Bientôt dix-huit ans après, la question reste le sujet de violentes controverses qui en disent au moins autant sur les fractures politiques et intimes de la France que sur le génocide de 1994 lui-même.

Quel événement récent suscite des positions aussi tranchées, des haines aussi personnelles, ou déclenche pareille fureur verbale ? Ni la Bosnie ni le Kosovo. Il faut probablement remonter à la guerre d'Algérie - ou se référer, dans une moindre mesure, à la question palestinienne - pour trouver des accusations d'une telle gravité, un tel fossé entre deux camps, que l'on pourrait caricaturer sous les traits de "l'anti-France" contre la "France éternelle".

A propos du Rwanda, le journaliste Pierre Péan cloue au pilori Bernard Kouchner, adepte d'un "cosmopolitisme anglo-saxon droit-de-l'hommiste et néolibéral". En face, le journaliste Patrick de Saint-Exupéry, ancien grand reporter au Figaro, fondateur de la revue XXI accuse : "Des soldats de notre pays ont formé, sur ordre, les tueurs du troisième génocide du XXe siècle."

Le crime et l'accusation sont si énormes que certains acteurs ont pu paraître perdre la raison dans leur quête d'une vérité définitive. Journalistes et militants associatifs transformés en enquêteurs de police judiciaire, juges qui se prennent pour des historiens, historiens qui se piquent de journalisme d'investigation : le Rwanda rend-il fou ?

Il a en tout cas occasionné de sérieux déraillements, tant la volonté de faire coïncider la vérité historique avec des convictions personnelles a viré à l'obsession chez certains. Si la question d'une "complicité" française dans le génocide constitue le véritable épicentre de cette lourde controverse, celle-ci a dérivé, depuis longtemps, vers une autre question essentielle, spectaculaire mais terriblement simplificatrice au regard du génocide lui-même : qui a abattu, le 6 avril 1994, l'avion du président rwandais Juvénal Habyarimana, un Hutu ? Comme si cet événement qualifié par certains de "déclencheur", avait fini par prendre la place du génocide lui-même.

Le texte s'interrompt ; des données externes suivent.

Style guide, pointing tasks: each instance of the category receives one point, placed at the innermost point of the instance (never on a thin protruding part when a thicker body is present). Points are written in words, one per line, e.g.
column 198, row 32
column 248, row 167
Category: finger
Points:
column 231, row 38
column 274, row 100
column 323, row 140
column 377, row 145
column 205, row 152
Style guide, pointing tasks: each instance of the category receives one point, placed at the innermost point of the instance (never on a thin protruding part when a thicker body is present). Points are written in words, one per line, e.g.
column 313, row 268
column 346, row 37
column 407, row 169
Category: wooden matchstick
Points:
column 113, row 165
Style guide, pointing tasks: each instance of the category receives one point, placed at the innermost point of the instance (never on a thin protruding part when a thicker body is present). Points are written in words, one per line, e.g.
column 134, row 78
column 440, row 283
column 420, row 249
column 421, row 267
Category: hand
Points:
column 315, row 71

Or l'enquête judiciaire menée par le juge français Marc Trévidic sur ce crash, qui a marqué le début du génocide des Tutsi, vient de connaître un rebondissement peut-être décisif. En 2006, le juge d'instruction Jean-Louis Bruguière, qui ne s'est jamais rendu au Rwanda, avait désigné comme auteur de l'attentat Paul Kagamé, chef de la rébellion tutsi basée en Ouganda et aujourd'hui président du Rwanda. L'expertise inédite menée à Kigali sous la houlette du juge Trévidic, qui a succédé à Jean-Louis Bruguière, paraît incriminer le camp adverse. Selon son rapport rendu public le 10 janvier, les extrémistes hutu auraient assassiné leur propre président, soupçonné d'avoir accepté de partager le pouvoir avec le camp adverse lors d'un sommet, à Arusha (Tanzanie), d'où il rentrait, ce 6 avril.

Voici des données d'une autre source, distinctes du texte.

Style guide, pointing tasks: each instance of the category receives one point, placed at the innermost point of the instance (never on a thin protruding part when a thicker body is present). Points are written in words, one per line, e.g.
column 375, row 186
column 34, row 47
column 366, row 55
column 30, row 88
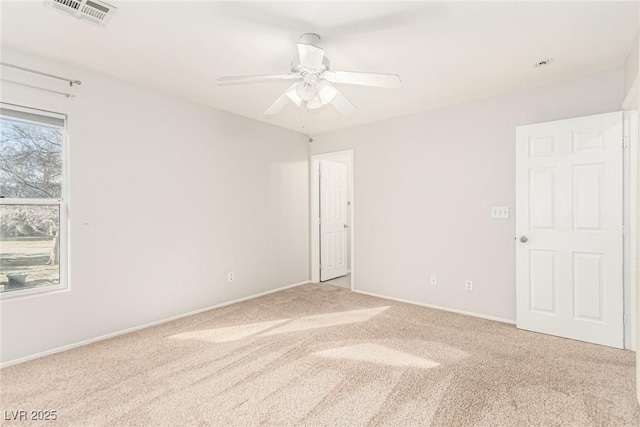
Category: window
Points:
column 32, row 201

Les deux "vérités" judiciaires, diamétralement opposées, que la même procédure semble avoir tour à tour établies, reflètent les thèses inconciliables défendues par les deux camps en présence dans le débat public français.

Les uns avaient applaudi le juge Bruguière. Pour eux, aucun doute : la France n'a rien à se reprocher. C'est Paul Kagamé qui, en assassinant le président hutu Habyarimana, a déclenché le massacre de ses frères tutsi.

Les autres mettent tous leurs espoirs dans la nouvelle enquête du juge Trévidic : la désignation des extrémistes hutu - dont certains cadres militaires furent formés et encadrés par Paris de 1990 à 1994 - comme auteurs de l'attentat, exonère les rebelles tutsi du Front patriotique rwandais (FPR) de Paul Kagamé, en guerre contre le régime Habyarimana depuis 1990. Cette autre "vérité" laisse planer l'hypothèse d'une complicité de la France dans l'événement qui donna le signal du génocide.

La controverse inclut la question du lien entre l'attentat et le génocide. Curieusement, la focalisation sur un crash qui a fait douze victimes, a presque fini par reléguer au second plan le massacre de 800 000 personnes. Alors que les historiens ont établi que l'extermination de la minorité tutsi avait été préparée (établissement de listes, appels radiophoniques à l'élimination, formation des milices extrémistes hutu Interahamwe qui ont joué un rôle majeur dans le génocide), les pro-Bruguière tendent à faire de l'attentat la cause essentielle, voire unique, des massacres, qui auraient débuté "en réaction".

Insensiblement, le mystère de l'attentat s'est transposé en mystère sur les auteurs du génocide. Convaincus de la culpabilité de Paul Kagamé dans l'assassinat du président, ceux qui refusent de mettre en cause la France le désignent comme le responsable du génocide de son propre peuple. L'actuel président aurait sacrifié les Tutsi de l'intérieur pour conquérir le pouvoir, comme l'expliquait le juge Bruguière dans son ordonnance de novembre 2006, qui, sortant du cadre judiciaire développait une analyse historique aux allures de pamphlet.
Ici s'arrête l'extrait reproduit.